Dates: 10/01/23 – 09/30/26
Award Amount: $240,000.00
Award #: 2327509
PI: Emina Soljanin
Artificial intelligence and machine learning algorithms rely on parallel, distributed computing systems to efficiently carry out intricate, data-heavy tasks. A significant challenge in designing large-scale distributed computing systems is addressing the unpredictable variations in service times across multiple servers. Computing redundancy, such as task replication, is a promising powerful tool to curtail the overall variability in service time. This project focuses on the intelligent management of redundancy in distributed computing that will affect the execution efficiency of data-intensive algorithms in large-scale systems. The project will quantify redundancy benefits, pivotal to developing and ultimately deploying efficient redundancy schemes for executing artificial intelligence and machine learning workloads. The educational goal of the project includes stimulating students’ interest in applied probability and mathematical modeling and developing hands-on labs on cloud computing infrastructure. The project will contribute to the Research Experiences for Undergraduate and High School students and will recruit and mentor women and members of underrepresented groups.

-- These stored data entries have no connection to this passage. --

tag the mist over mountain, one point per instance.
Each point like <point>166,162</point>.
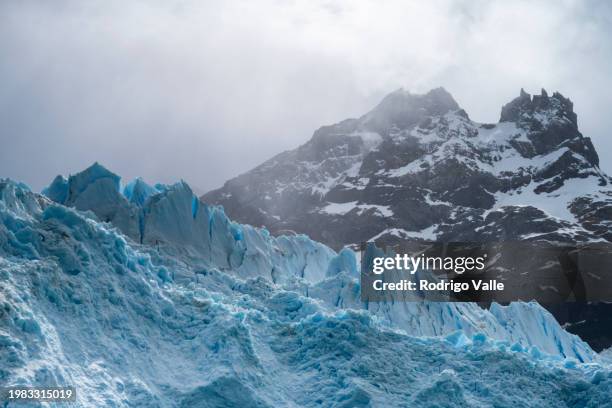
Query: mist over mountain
<point>416,166</point>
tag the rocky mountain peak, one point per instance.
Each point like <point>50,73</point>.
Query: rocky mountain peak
<point>539,110</point>
<point>417,167</point>
<point>402,109</point>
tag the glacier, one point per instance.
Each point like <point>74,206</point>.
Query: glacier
<point>143,295</point>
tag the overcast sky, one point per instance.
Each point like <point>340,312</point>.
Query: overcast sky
<point>204,90</point>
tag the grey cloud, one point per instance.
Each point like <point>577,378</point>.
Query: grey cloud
<point>202,92</point>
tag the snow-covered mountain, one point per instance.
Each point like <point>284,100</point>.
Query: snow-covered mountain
<point>144,295</point>
<point>416,166</point>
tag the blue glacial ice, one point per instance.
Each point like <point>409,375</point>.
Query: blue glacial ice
<point>145,296</point>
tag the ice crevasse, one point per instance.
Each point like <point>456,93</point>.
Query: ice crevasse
<point>142,295</point>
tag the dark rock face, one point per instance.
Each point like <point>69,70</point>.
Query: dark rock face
<point>417,167</point>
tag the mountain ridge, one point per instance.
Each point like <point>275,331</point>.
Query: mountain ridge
<point>415,165</point>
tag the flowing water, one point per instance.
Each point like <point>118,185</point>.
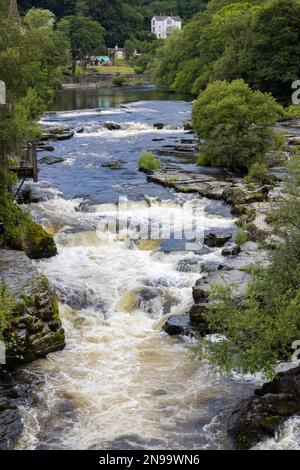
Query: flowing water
<point>121,383</point>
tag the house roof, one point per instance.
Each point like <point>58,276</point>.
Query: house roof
<point>162,18</point>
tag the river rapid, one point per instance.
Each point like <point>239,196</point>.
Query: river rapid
<point>121,383</point>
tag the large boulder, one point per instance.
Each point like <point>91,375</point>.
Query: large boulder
<point>260,417</point>
<point>36,242</point>
<point>112,126</point>
<point>34,329</point>
<point>217,240</point>
<point>239,279</point>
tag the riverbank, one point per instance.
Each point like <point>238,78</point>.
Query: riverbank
<point>114,290</point>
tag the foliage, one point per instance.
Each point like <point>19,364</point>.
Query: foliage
<point>234,39</point>
<point>122,19</point>
<point>257,172</point>
<point>86,36</point>
<point>236,124</point>
<point>148,162</point>
<point>6,307</point>
<point>259,332</point>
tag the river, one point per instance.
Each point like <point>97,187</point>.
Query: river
<point>121,383</point>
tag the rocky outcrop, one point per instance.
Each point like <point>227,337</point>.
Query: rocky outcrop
<point>50,160</point>
<point>261,416</point>
<point>112,126</point>
<point>12,395</point>
<point>34,330</point>
<point>36,242</point>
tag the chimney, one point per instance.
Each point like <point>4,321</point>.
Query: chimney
<point>14,11</point>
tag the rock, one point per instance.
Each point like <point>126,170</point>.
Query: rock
<point>112,126</point>
<point>51,160</point>
<point>45,148</point>
<point>35,329</point>
<point>198,321</point>
<point>231,249</point>
<point>158,125</point>
<point>260,417</point>
<point>112,165</point>
<point>65,136</point>
<point>177,325</point>
<point>188,126</point>
<point>215,240</point>
<point>36,242</point>
<point>203,251</point>
<point>239,195</point>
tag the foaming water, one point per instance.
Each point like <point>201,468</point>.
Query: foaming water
<point>287,438</point>
<point>121,382</point>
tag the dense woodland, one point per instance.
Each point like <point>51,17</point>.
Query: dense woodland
<point>121,19</point>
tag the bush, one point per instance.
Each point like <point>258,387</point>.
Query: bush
<point>6,307</point>
<point>148,162</point>
<point>258,331</point>
<point>119,81</point>
<point>257,172</point>
<point>236,124</point>
<point>203,161</point>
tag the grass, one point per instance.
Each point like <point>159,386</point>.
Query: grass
<point>241,237</point>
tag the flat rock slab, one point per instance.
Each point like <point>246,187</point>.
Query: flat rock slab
<point>34,328</point>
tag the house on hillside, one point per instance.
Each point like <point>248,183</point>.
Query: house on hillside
<point>162,26</point>
<point>116,53</point>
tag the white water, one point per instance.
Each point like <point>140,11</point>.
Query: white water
<point>121,382</point>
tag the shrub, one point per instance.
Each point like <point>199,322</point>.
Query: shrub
<point>241,237</point>
<point>203,161</point>
<point>139,70</point>
<point>236,124</point>
<point>258,331</point>
<point>148,162</point>
<point>6,307</point>
<point>257,172</point>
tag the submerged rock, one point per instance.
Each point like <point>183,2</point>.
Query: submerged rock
<point>158,125</point>
<point>261,416</point>
<point>50,160</point>
<point>35,329</point>
<point>217,240</point>
<point>36,242</point>
<point>112,126</point>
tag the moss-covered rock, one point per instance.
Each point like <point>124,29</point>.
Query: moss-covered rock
<point>34,329</point>
<point>36,242</point>
<point>260,417</point>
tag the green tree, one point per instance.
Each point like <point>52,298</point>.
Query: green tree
<point>129,48</point>
<point>38,18</point>
<point>236,124</point>
<point>86,36</point>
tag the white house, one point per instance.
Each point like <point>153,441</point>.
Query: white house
<point>163,25</point>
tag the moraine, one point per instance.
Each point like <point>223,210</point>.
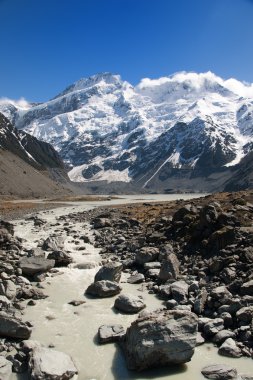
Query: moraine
<point>73,329</point>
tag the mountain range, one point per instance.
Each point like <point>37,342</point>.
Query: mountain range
<point>185,132</point>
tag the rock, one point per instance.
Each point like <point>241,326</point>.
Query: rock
<point>103,289</point>
<point>53,243</point>
<point>200,339</point>
<point>129,304</point>
<point>36,252</point>
<point>49,364</point>
<point>200,301</point>
<point>245,314</point>
<point>179,291</point>
<point>110,271</point>
<point>76,302</point>
<point>221,294</point>
<point>101,223</point>
<point>33,265</point>
<point>8,289</point>
<point>5,369</point>
<point>61,258</point>
<point>110,333</point>
<point>12,327</point>
<point>247,288</point>
<point>146,254</point>
<point>229,348</point>
<point>219,372</point>
<point>5,303</point>
<point>86,265</point>
<point>213,327</point>
<point>223,335</point>
<point>169,268</point>
<point>137,278</point>
<point>160,339</point>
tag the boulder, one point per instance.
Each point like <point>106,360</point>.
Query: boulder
<point>103,289</point>
<point>5,368</point>
<point>101,223</point>
<point>110,271</point>
<point>219,372</point>
<point>161,338</point>
<point>245,315</point>
<point>229,348</point>
<point>49,364</point>
<point>247,288</point>
<point>53,243</point>
<point>137,278</point>
<point>32,265</point>
<point>12,327</point>
<point>169,268</point>
<point>223,335</point>
<point>213,327</point>
<point>146,254</point>
<point>179,291</point>
<point>110,333</point>
<point>61,258</point>
<point>129,304</point>
<point>8,289</point>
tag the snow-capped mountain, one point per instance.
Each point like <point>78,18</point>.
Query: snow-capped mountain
<point>182,127</point>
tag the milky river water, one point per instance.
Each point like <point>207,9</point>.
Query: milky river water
<point>74,329</point>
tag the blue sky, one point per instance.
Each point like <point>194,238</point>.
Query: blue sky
<point>48,44</point>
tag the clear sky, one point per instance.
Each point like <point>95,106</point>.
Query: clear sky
<point>48,44</point>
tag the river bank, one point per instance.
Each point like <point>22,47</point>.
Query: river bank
<point>73,329</point>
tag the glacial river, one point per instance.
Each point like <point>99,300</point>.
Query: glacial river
<point>73,329</point>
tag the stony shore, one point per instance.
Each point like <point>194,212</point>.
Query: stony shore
<point>194,255</point>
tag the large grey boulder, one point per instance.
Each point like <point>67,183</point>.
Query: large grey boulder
<point>5,368</point>
<point>219,372</point>
<point>48,364</point>
<point>247,288</point>
<point>32,265</point>
<point>13,328</point>
<point>160,339</point>
<point>8,289</point>
<point>129,304</point>
<point>53,243</point>
<point>229,348</point>
<point>169,268</point>
<point>110,271</point>
<point>61,258</point>
<point>103,289</point>
<point>146,254</point>
<point>110,333</point>
<point>179,291</point>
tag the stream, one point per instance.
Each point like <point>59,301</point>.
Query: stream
<point>73,329</point>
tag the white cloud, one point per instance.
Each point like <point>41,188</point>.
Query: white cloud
<point>20,103</point>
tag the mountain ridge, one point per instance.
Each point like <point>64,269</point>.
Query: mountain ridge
<point>106,129</point>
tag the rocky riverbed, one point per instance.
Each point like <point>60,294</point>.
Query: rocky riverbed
<point>192,260</point>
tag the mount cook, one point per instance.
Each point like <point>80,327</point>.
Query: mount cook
<point>185,132</point>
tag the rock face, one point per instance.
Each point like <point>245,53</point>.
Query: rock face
<point>49,364</point>
<point>13,328</point>
<point>61,258</point>
<point>169,268</point>
<point>110,271</point>
<point>219,372</point>
<point>32,265</point>
<point>103,289</point>
<point>129,304</point>
<point>161,339</point>
<point>53,243</point>
<point>110,333</point>
<point>5,369</point>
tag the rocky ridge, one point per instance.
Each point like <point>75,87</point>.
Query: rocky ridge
<point>184,132</point>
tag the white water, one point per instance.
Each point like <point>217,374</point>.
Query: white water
<point>73,329</point>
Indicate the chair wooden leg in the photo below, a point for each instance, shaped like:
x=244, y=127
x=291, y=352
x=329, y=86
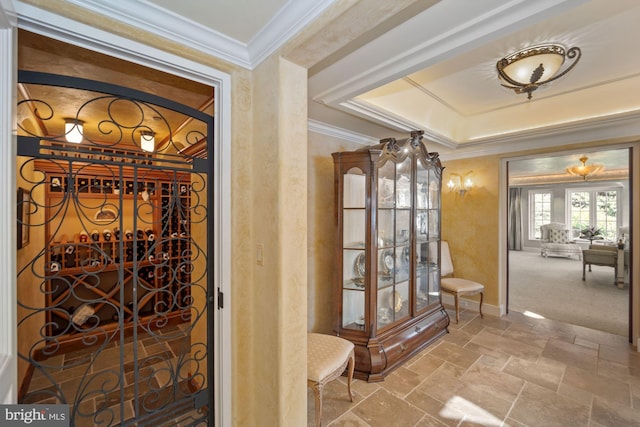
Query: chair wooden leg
x=317, y=392
x=457, y=304
x=352, y=364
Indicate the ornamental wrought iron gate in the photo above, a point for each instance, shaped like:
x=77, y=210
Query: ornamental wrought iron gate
x=115, y=253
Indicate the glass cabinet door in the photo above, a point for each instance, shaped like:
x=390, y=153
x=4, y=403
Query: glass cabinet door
x=427, y=236
x=393, y=220
x=354, y=265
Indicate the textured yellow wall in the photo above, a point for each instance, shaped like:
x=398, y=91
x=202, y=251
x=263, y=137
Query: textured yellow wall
x=279, y=306
x=470, y=223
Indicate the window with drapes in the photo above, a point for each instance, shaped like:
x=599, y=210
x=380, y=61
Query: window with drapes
x=595, y=207
x=539, y=211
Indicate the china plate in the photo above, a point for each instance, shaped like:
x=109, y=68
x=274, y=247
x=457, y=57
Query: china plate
x=359, y=267
x=395, y=301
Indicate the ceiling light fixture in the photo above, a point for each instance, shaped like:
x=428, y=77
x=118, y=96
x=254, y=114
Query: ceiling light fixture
x=73, y=130
x=526, y=70
x=584, y=170
x=147, y=141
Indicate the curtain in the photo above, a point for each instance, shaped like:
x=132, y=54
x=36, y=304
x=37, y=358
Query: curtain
x=515, y=219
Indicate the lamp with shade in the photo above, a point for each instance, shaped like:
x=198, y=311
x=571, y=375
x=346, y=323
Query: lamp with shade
x=147, y=141
x=73, y=130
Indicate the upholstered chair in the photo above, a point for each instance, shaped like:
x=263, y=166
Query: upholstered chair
x=327, y=358
x=556, y=239
x=455, y=285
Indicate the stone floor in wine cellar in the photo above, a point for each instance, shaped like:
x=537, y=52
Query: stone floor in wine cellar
x=153, y=375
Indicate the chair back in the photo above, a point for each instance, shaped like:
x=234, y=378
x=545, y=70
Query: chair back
x=446, y=265
x=544, y=229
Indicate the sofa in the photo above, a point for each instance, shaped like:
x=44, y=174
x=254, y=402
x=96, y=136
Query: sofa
x=556, y=239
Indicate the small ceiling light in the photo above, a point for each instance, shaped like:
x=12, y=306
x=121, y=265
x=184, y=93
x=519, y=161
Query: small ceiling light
x=584, y=170
x=147, y=141
x=526, y=70
x=73, y=130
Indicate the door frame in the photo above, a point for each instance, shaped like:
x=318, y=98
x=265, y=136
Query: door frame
x=66, y=30
x=634, y=207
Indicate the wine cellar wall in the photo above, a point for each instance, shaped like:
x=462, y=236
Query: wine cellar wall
x=115, y=284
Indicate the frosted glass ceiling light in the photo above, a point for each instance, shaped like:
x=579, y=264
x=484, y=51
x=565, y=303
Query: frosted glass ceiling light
x=526, y=70
x=147, y=141
x=73, y=131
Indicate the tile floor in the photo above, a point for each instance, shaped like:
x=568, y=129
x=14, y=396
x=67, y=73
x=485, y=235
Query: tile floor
x=511, y=371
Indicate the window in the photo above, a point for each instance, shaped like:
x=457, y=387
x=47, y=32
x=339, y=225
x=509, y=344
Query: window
x=595, y=208
x=539, y=211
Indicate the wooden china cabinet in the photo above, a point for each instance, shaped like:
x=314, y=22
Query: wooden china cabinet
x=388, y=255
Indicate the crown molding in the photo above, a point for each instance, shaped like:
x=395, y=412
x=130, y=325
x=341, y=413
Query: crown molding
x=368, y=111
x=343, y=134
x=380, y=62
x=290, y=19
x=623, y=125
x=166, y=24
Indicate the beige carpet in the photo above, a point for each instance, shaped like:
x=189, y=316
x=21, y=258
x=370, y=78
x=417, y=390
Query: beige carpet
x=553, y=288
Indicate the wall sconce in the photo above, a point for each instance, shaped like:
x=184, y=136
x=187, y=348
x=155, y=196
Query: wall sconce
x=147, y=141
x=73, y=130
x=460, y=183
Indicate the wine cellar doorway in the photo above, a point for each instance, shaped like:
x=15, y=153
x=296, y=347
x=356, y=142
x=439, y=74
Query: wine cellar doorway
x=115, y=272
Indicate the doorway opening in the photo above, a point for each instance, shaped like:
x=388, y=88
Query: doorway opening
x=115, y=266
x=550, y=284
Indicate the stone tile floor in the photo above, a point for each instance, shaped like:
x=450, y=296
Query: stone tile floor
x=511, y=371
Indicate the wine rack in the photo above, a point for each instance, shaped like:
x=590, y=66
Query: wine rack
x=99, y=276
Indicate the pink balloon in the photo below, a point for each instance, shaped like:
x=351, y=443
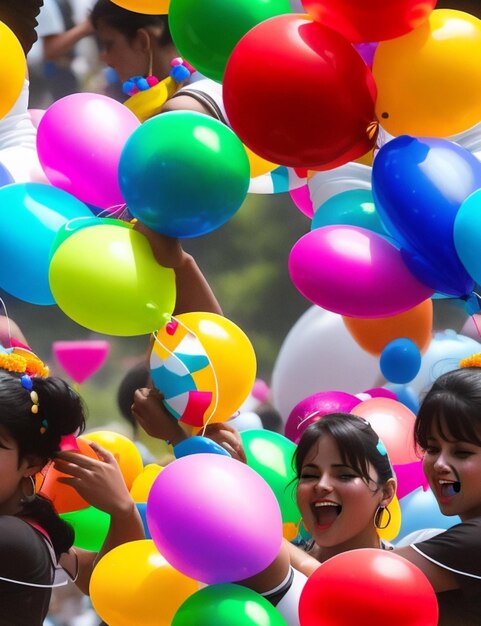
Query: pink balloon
x=80, y=139
x=314, y=407
x=214, y=518
x=302, y=199
x=81, y=359
x=394, y=423
x=355, y=272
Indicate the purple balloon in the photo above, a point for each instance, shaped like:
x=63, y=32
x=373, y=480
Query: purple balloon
x=314, y=407
x=214, y=519
x=354, y=272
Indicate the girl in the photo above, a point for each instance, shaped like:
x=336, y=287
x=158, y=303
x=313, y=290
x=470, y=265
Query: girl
x=38, y=416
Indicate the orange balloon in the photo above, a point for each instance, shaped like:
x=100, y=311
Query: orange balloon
x=394, y=424
x=64, y=498
x=373, y=335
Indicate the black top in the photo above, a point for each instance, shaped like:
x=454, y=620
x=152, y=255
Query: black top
x=458, y=550
x=24, y=556
x=21, y=17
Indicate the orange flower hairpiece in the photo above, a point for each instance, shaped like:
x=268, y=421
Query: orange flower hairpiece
x=471, y=361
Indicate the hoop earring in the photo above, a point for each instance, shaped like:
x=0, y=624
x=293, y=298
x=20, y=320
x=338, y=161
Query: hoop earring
x=379, y=515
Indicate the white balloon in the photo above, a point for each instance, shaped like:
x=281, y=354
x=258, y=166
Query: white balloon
x=443, y=355
x=319, y=354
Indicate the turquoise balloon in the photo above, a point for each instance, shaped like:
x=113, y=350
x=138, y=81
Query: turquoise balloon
x=183, y=174
x=31, y=214
x=354, y=207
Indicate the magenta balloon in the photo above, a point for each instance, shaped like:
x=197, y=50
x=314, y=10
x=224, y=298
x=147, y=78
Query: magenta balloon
x=79, y=142
x=314, y=407
x=81, y=359
x=214, y=519
x=355, y=272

This project considers distributed computing systems that use replication and erasure coding to reduce job execution times. The project aims to maximize the gain of using computing redundancy (coding gain) in practical scenarios. It complements recent work on redundancy in distributed systems, focusing primarily on designing redundancy schemes using erasure codes. The project will use statistical analysis and queueing and coding theories to make the following contributions: (i) characterization of the crucial effects of using redundancy in distributed computing, including analysis of the benefits and costs of redundancy; (ii) new mathematical models that capture the performance of distributed computing systems with stragglers; (iii) new analysis tools for computing coding gain in coded computing systems; (iv) development of redundancy management algorithms; (v) characterization of the diversity vs. parallelism trade-off; and (vi) addressing other critical issues in coded computing that do not exist in the better-understood replication solutions.
This award reflects NSF’s statutory mission and has been deemed worthy of support through evaluation using the Foundation’s intellectual merit and broader impacts review criteria.